Molti colleghi storceranno il naso, e un po’ li capisco. A volte si pensa che si debba “educare il cliente”, e in linea teorica sono d’accordo. Purtroppo, però, troppo spesso non c’è verso, e non sono molti quelli che comprenderanno l’utilità di una buona strategia social, se non l’hanno compresa dopo anni su Facebook. Forse un giorno le cose cambieranno e si potrà fare un agionamento sario, ma fino ad allora non è un nostro problema, e, a ben vedere, non è nemmeno un vero problema. È un po’ come quando il tuo fidanzato/a arriva sempre in ritardo: puoi scegliere se fargli una scenata ogni volta e andare in overdose di Maalox o trovare qualcosa da fare mentre lo/a aspetti. Io scelgo la via che mi fa risparmiare sulla farmacia, perché combattere contro i mulini a vento è certamente una nobile attività, ma diciamo che la lascio a chi ha un contratto a tempo indeterminato.

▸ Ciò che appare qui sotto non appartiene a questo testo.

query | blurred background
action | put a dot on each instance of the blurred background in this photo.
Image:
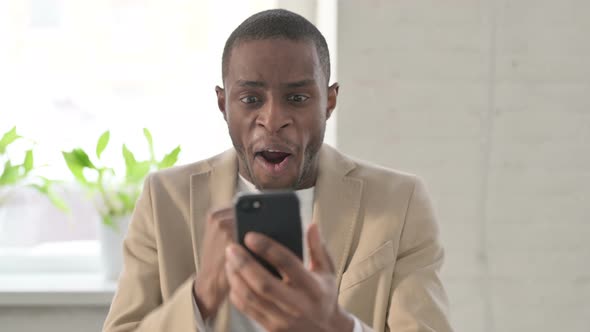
(488, 101)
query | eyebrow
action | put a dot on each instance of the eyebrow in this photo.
(260, 84)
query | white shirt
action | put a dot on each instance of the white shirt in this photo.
(239, 321)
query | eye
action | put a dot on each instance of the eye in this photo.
(250, 100)
(297, 98)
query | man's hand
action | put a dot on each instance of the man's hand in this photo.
(211, 286)
(305, 300)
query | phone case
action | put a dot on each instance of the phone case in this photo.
(274, 214)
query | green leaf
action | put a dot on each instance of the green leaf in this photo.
(128, 157)
(103, 141)
(138, 172)
(128, 201)
(148, 137)
(56, 200)
(10, 175)
(170, 159)
(76, 163)
(135, 171)
(8, 137)
(28, 163)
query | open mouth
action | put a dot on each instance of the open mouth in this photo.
(274, 161)
(273, 157)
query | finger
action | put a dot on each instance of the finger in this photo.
(248, 301)
(285, 261)
(262, 282)
(318, 253)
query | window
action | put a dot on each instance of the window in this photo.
(72, 69)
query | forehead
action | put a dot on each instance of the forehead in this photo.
(273, 61)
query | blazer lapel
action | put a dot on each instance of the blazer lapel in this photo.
(337, 206)
(211, 189)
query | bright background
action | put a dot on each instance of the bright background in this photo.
(489, 101)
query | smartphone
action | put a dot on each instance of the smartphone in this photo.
(274, 214)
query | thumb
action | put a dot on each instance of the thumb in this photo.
(318, 253)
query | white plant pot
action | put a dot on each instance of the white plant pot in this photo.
(19, 218)
(111, 247)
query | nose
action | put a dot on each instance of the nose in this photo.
(273, 117)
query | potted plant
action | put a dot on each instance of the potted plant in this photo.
(14, 175)
(115, 195)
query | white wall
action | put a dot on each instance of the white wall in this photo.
(489, 101)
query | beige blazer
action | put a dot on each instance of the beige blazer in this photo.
(378, 225)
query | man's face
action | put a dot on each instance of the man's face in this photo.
(276, 102)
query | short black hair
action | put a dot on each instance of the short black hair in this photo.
(277, 23)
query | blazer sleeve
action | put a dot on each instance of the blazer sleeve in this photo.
(138, 304)
(418, 302)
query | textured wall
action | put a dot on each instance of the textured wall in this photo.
(489, 101)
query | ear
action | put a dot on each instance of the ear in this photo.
(332, 98)
(221, 100)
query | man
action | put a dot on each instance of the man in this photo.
(373, 267)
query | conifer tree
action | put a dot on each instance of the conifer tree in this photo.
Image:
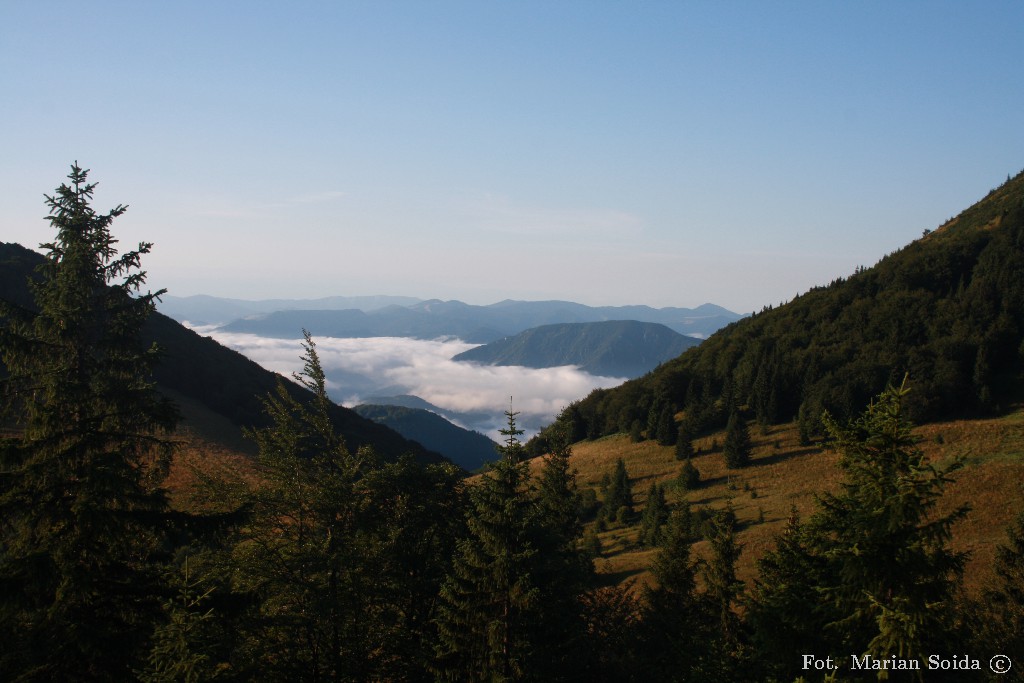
(298, 556)
(667, 431)
(655, 514)
(489, 600)
(737, 442)
(620, 495)
(891, 574)
(726, 651)
(784, 611)
(81, 516)
(684, 441)
(674, 617)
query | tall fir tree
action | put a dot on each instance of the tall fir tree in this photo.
(891, 577)
(1001, 624)
(620, 495)
(81, 513)
(684, 440)
(784, 611)
(674, 619)
(489, 601)
(563, 567)
(654, 516)
(298, 556)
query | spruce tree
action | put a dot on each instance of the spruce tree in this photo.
(1001, 628)
(81, 515)
(298, 558)
(726, 651)
(563, 567)
(784, 611)
(667, 431)
(489, 601)
(737, 442)
(684, 441)
(891, 574)
(655, 514)
(674, 617)
(620, 495)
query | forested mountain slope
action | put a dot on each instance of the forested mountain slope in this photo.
(216, 384)
(947, 309)
(469, 450)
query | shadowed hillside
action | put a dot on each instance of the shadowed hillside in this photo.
(220, 390)
(948, 309)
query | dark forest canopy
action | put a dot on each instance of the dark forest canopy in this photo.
(948, 309)
(334, 563)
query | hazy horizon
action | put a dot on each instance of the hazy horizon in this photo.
(665, 154)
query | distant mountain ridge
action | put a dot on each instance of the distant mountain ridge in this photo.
(612, 348)
(947, 309)
(219, 391)
(478, 325)
(204, 309)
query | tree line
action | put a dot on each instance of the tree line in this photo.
(332, 564)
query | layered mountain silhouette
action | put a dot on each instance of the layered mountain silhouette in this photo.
(218, 390)
(613, 348)
(947, 310)
(478, 325)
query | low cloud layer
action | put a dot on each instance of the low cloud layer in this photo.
(357, 369)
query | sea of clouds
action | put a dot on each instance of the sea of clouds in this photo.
(357, 369)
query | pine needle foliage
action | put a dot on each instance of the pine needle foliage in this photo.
(891, 572)
(737, 442)
(489, 600)
(299, 556)
(81, 516)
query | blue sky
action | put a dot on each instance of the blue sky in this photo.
(608, 153)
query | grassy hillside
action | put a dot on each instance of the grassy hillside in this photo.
(785, 475)
(948, 309)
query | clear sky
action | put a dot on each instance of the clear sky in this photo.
(609, 153)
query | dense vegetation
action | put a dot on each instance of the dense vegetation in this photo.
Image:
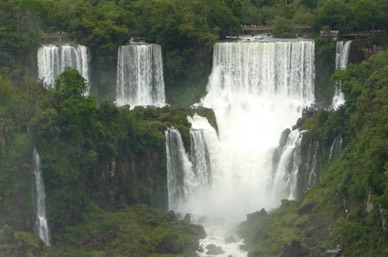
(348, 207)
(131, 231)
(186, 30)
(94, 153)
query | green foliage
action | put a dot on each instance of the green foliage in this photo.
(129, 231)
(283, 28)
(351, 194)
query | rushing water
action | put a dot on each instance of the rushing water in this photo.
(256, 89)
(41, 226)
(288, 167)
(52, 60)
(140, 75)
(341, 61)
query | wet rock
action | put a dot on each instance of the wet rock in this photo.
(170, 216)
(230, 239)
(6, 234)
(203, 219)
(187, 218)
(256, 215)
(307, 208)
(169, 244)
(295, 249)
(214, 250)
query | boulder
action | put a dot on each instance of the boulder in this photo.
(295, 249)
(214, 250)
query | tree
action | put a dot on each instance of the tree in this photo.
(335, 14)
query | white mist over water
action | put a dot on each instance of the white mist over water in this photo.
(52, 60)
(41, 225)
(140, 75)
(256, 89)
(341, 61)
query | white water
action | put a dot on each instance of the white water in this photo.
(52, 60)
(341, 61)
(256, 89)
(288, 167)
(41, 226)
(180, 178)
(313, 165)
(140, 75)
(336, 148)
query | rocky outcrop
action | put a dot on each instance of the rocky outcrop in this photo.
(295, 249)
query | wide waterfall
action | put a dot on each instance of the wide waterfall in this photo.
(341, 61)
(140, 75)
(41, 225)
(52, 60)
(256, 89)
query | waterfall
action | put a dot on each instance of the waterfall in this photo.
(256, 89)
(140, 75)
(52, 60)
(180, 177)
(341, 61)
(286, 175)
(312, 166)
(204, 142)
(336, 148)
(41, 225)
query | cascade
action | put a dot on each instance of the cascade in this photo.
(180, 177)
(256, 89)
(341, 61)
(313, 165)
(336, 148)
(41, 225)
(204, 142)
(140, 75)
(288, 167)
(52, 60)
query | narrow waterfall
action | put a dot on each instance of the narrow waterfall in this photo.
(180, 177)
(41, 225)
(312, 162)
(140, 75)
(288, 167)
(336, 148)
(204, 142)
(341, 61)
(52, 60)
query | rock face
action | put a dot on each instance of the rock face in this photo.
(295, 249)
(214, 250)
(256, 215)
(362, 49)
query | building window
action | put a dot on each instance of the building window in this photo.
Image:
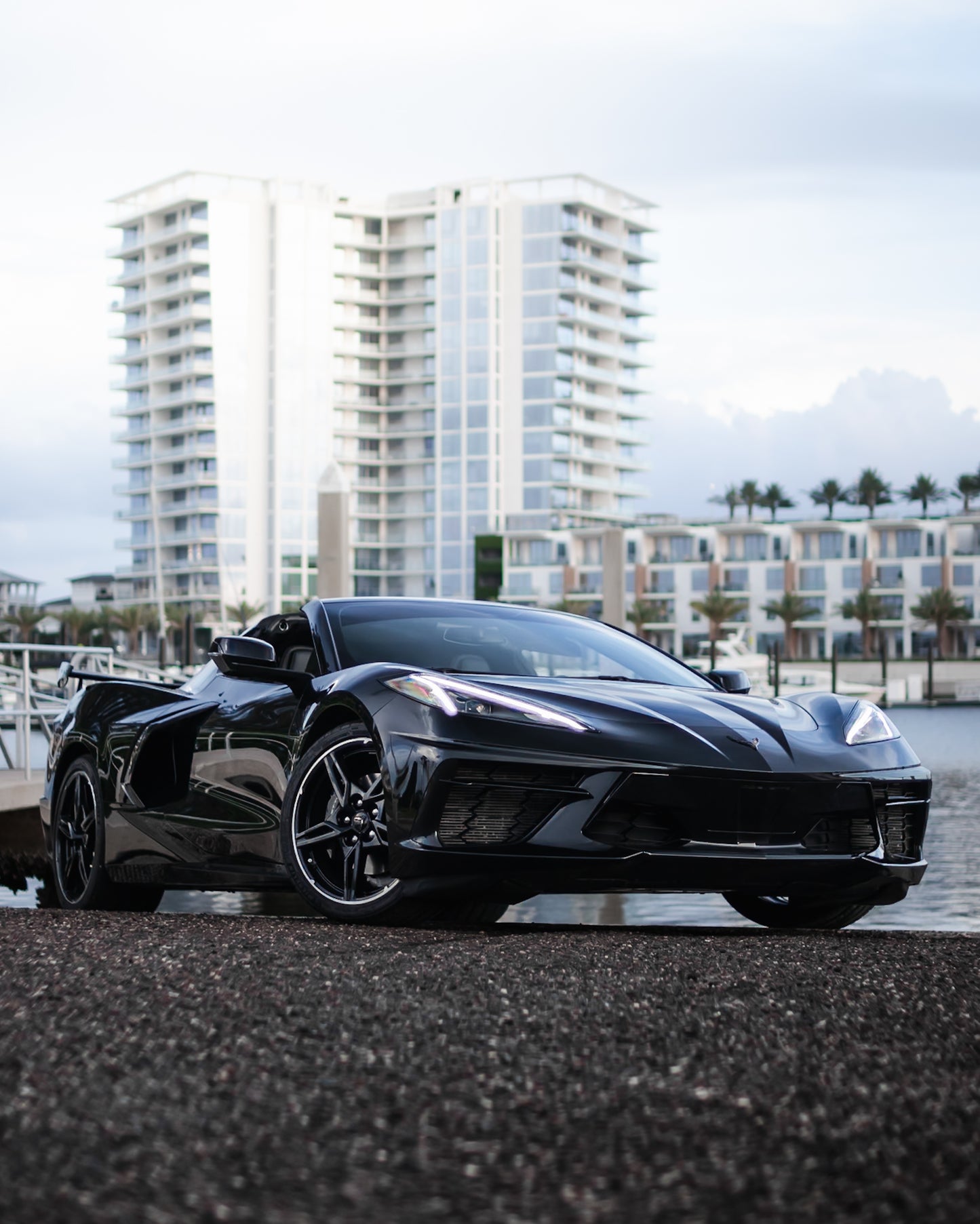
(831, 545)
(755, 546)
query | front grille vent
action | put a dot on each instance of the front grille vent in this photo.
(902, 810)
(842, 835)
(671, 812)
(501, 804)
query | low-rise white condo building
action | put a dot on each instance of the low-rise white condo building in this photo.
(471, 357)
(665, 565)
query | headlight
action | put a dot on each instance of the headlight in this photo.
(867, 725)
(455, 696)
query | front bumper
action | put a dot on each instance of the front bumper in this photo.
(470, 819)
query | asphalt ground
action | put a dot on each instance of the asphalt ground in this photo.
(286, 1070)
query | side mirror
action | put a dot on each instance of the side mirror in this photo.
(730, 681)
(241, 656)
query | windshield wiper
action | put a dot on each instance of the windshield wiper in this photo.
(627, 679)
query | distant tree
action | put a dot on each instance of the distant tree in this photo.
(639, 614)
(104, 626)
(24, 620)
(730, 497)
(750, 495)
(132, 620)
(829, 494)
(940, 608)
(967, 486)
(867, 610)
(870, 491)
(243, 612)
(74, 622)
(775, 498)
(718, 608)
(789, 608)
(924, 490)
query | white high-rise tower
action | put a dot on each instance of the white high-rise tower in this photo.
(470, 355)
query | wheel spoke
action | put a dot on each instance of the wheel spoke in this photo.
(338, 780)
(324, 831)
(351, 871)
(374, 791)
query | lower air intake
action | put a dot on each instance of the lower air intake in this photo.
(501, 804)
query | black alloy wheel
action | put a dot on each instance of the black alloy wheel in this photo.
(789, 913)
(75, 835)
(79, 848)
(334, 839)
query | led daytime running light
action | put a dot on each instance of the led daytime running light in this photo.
(439, 692)
(867, 725)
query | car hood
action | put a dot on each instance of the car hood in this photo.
(711, 728)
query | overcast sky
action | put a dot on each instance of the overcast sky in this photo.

Che poi, diciamocelo, c’è cliente e Cliente. E il Cliente che comprende la differenza tra una strategia e un buongiornissimo arriva sempre (per lui c’è anche Brand in frac), e tu non puoi certo usare il tempo che dedicheresti a lui per evangelizzare il popolo del kafffeeee!
saggezza. però i Like piacciono e gratificano.. e 2 campagne con prodotti suoi simili? cosi il cliente vede la differenza . vince chi vende di più
Può essere un’idea! Grazie per lo spunto!